According to a press release , the S&P Global Natural Resources Index is designed to provide diversified, highly liquid and investable exposure across the primary commodity sectors of energy, agribusiness and metals & mining. Each of these sectors has two clusters – energy (oil, coal and gas), agribusiness (agriculture & livestock) and metals and mining (precious and industrial). The index offers focused coverage of the 60 largest companies across these six clusters, and is designed primarily for structured product providers and ETFs.
The S&P PMI Commodities and Resources Index is designed to provide a broader coverage of larger capitalized stocks from commodities and resources (energy, agribusiness and metals & mining,), with approximately 160 stocks suitable for benchmarking for performance measurement, data for research, or passive management, including funds and ETFs.
According to the announcement, the S&P Global Natural Resources Index sits within S&P’s family of Global Thematic Indices. It uses a modified cap weighting at the constituent level subject to stock level constraints (10% cap per stock). To ensure investability, a minimum market capitalization of US$1 billion and a minimum six month average daily value traded of $10 million is required. The three sectors, six clusters and 10 stocks per cluster are not capped, so the index weighting is bottom up driven.

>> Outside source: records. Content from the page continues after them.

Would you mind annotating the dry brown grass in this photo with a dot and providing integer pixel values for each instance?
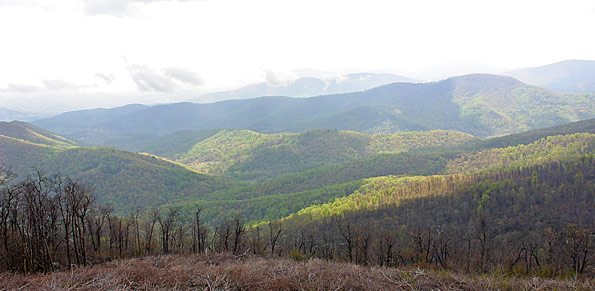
(226, 272)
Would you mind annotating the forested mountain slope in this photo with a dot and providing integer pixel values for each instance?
(124, 179)
(344, 186)
(250, 155)
(482, 105)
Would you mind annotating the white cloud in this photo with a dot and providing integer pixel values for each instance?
(21, 88)
(184, 76)
(278, 79)
(108, 78)
(117, 7)
(146, 79)
(57, 84)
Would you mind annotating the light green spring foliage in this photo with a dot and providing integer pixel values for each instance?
(248, 155)
(552, 148)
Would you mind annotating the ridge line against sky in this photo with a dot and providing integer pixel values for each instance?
(69, 54)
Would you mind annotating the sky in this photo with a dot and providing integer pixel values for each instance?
(63, 55)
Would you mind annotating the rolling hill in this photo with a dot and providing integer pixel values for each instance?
(28, 132)
(124, 179)
(571, 76)
(482, 105)
(244, 154)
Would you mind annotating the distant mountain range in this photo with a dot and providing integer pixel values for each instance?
(571, 76)
(479, 104)
(310, 86)
(128, 179)
(9, 115)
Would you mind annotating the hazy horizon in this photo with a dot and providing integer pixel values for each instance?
(77, 54)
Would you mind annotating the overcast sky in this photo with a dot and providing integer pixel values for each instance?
(68, 54)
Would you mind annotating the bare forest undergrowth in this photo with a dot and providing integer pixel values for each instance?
(228, 272)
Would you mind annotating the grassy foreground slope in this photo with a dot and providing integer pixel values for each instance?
(228, 272)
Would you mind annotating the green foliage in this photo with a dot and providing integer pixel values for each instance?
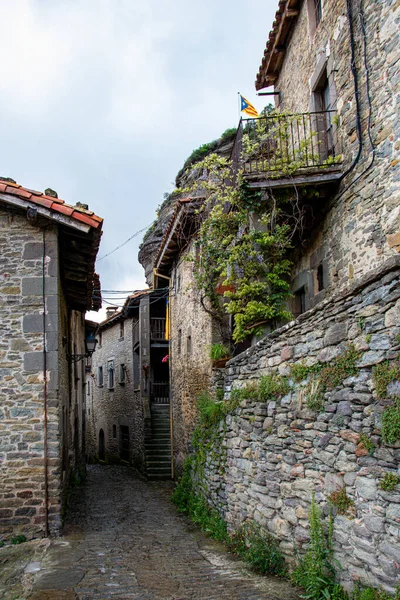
(389, 481)
(341, 501)
(244, 248)
(18, 539)
(196, 507)
(219, 351)
(367, 443)
(315, 571)
(373, 594)
(391, 422)
(209, 410)
(327, 377)
(258, 549)
(266, 388)
(383, 374)
(300, 371)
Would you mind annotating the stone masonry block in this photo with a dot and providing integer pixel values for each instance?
(34, 323)
(33, 361)
(335, 334)
(33, 286)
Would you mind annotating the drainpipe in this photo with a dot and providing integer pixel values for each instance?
(171, 421)
(45, 438)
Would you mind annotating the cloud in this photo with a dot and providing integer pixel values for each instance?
(103, 100)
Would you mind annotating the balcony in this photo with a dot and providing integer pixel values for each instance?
(157, 329)
(283, 149)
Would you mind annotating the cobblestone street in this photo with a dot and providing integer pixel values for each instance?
(124, 539)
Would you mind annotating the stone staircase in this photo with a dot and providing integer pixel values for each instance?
(158, 447)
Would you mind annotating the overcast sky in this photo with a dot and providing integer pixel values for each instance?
(103, 100)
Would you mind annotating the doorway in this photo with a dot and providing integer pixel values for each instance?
(102, 445)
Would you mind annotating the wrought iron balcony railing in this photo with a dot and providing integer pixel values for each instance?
(282, 145)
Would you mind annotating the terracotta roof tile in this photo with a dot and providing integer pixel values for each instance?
(54, 204)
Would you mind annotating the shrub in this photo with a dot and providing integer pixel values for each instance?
(258, 549)
(341, 501)
(266, 388)
(389, 481)
(210, 410)
(391, 423)
(18, 539)
(315, 571)
(383, 374)
(219, 351)
(367, 443)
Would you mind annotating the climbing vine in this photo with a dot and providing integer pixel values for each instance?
(243, 243)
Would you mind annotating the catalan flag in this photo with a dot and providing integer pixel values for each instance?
(247, 107)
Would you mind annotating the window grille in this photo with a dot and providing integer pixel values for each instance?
(110, 370)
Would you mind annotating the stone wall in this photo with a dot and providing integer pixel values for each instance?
(22, 464)
(108, 408)
(361, 227)
(272, 455)
(190, 363)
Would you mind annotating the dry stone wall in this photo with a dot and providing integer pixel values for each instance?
(191, 339)
(361, 229)
(22, 495)
(271, 456)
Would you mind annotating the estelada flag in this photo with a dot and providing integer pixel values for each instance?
(247, 107)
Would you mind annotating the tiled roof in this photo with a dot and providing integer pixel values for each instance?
(279, 37)
(54, 204)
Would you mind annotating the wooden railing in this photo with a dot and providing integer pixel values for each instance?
(160, 393)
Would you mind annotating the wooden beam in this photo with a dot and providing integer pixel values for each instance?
(317, 179)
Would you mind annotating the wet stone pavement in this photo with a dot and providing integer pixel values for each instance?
(124, 539)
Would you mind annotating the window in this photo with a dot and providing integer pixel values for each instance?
(122, 371)
(320, 278)
(136, 370)
(100, 376)
(110, 371)
(314, 8)
(179, 341)
(317, 11)
(299, 301)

The S&P PMI Commodity and Resources Index measures the performance of constituents that fall into three different natural resources buckets: Energy, Materials and Agriculture. Each bucket is capped at 33.33% to ensure that one bucket will not dominate the index. The index is a subset of the S&P/Citigroup BMI Global Equity Indices.
One-year returns, at 30 April 2008, were 35.27% for the S&P Global Natural Resources Index and 51.92% for the S&P PMI Commodity and Resources Index, according to S&P.